Dillard’s pays $15M to settle escalator suit
Dillard’s has agreed to pay $15 million to the family of a young girl who lost three fingers when they became trapped in an escalator in one of its Florida stores. At the time of the settlement, the jury had already awarded the family $9.4 million in compensatory damages and was about to hear evidence in the punitive damage phase. The department store chain admitted some liability for the accident, because the escalator had a history of catching shoppers’ shoes. (“Dillard’s must pay $9 million to girl maimed by escalator, South Florida Sun Sentinel,” Feb. 1)
The jury, however, assigned only fifteen percent of the blame to the little girl’s mother, who left her five year-old unsupervised in the store. At the time of the incident, the girl was playing on the down escalator, running and jumping up it in the wrong direction. She slipped while doing so and her fingers became trapped. (Jamie Thompson, “Dillard’s blames escalator accident on girl’s misuse,” St. Pete Times, Jan. 28)
Apparently, some members of the jury have not seen the movie Mallrats, which clearly warns of this danger. At least two jurors wanted to give the little girl all $35 million asked by her lawyers. (Jamie Thompson, “Settlement Surprises Jurors,” St.
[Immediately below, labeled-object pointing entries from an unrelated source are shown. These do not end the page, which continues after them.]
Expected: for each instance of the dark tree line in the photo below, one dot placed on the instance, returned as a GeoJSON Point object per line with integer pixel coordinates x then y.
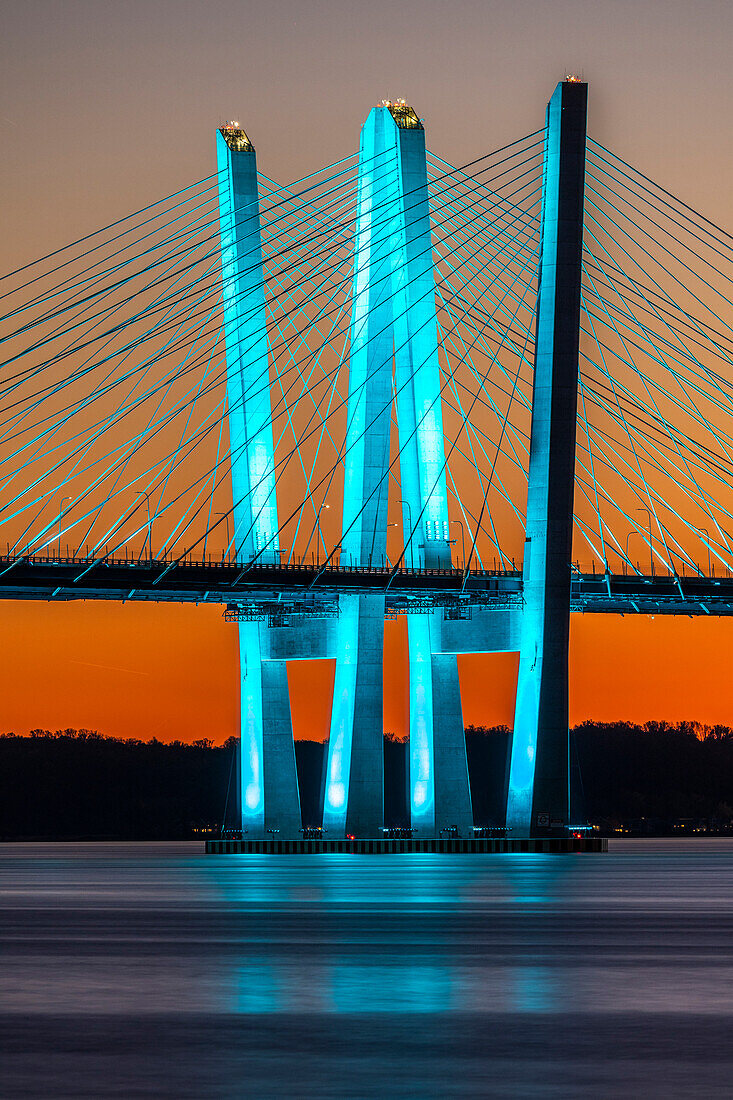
{"type": "Point", "coordinates": [78, 783]}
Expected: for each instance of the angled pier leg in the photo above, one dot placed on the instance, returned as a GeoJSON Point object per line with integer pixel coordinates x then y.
{"type": "Point", "coordinates": [440, 798]}
{"type": "Point", "coordinates": [270, 801]}
{"type": "Point", "coordinates": [538, 798]}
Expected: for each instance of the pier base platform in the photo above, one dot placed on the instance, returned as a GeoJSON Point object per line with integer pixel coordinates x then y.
{"type": "Point", "coordinates": [383, 847]}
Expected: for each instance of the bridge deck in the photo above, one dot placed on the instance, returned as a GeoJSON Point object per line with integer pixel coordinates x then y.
{"type": "Point", "coordinates": [314, 587]}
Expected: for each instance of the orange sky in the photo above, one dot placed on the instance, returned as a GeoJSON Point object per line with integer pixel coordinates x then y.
{"type": "Point", "coordinates": [127, 98]}
{"type": "Point", "coordinates": [171, 671]}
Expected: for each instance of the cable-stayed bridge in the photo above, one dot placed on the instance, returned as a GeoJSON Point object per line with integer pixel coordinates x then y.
{"type": "Point", "coordinates": [482, 396]}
Pete Times, Feb. 2)
Sorry, kids, no sledding
“Choosing safety over tradition, legal fears over downhill thrills, some local governments, including [New Jersey’s] Camden and Gloucester Counties, have banned sledding in their parks.” Phillipsburg, N.J., in Warren County, has had a ban on its books for more than a decade but only began enforcing it recently following a $150,000 payout over a boy’s broken leg. “As a result, it was thought prudent by the insurance company to put signs up saying sleigh-riding is prohibited,” said town attorney Joel Kobert. “Nobody wants to deny a child the ability to play in the snow, but you sanction it in today’s world at substantial cost.” In Greenwich, Ct., which lost a $6 million lawsuit last year to a high-income resident injured while sledding, they haven’t banned the pastime, but that’s probably because the town is among the nation’s most affluent, and can afford to pay an insurance bill and deductible that nearly doubled after the sledding case and other courtroom losses. (Christine Schiavo, “Sledders are finding it tough to hit the slopes”, Philadelphia Inquirer, Jan. 26).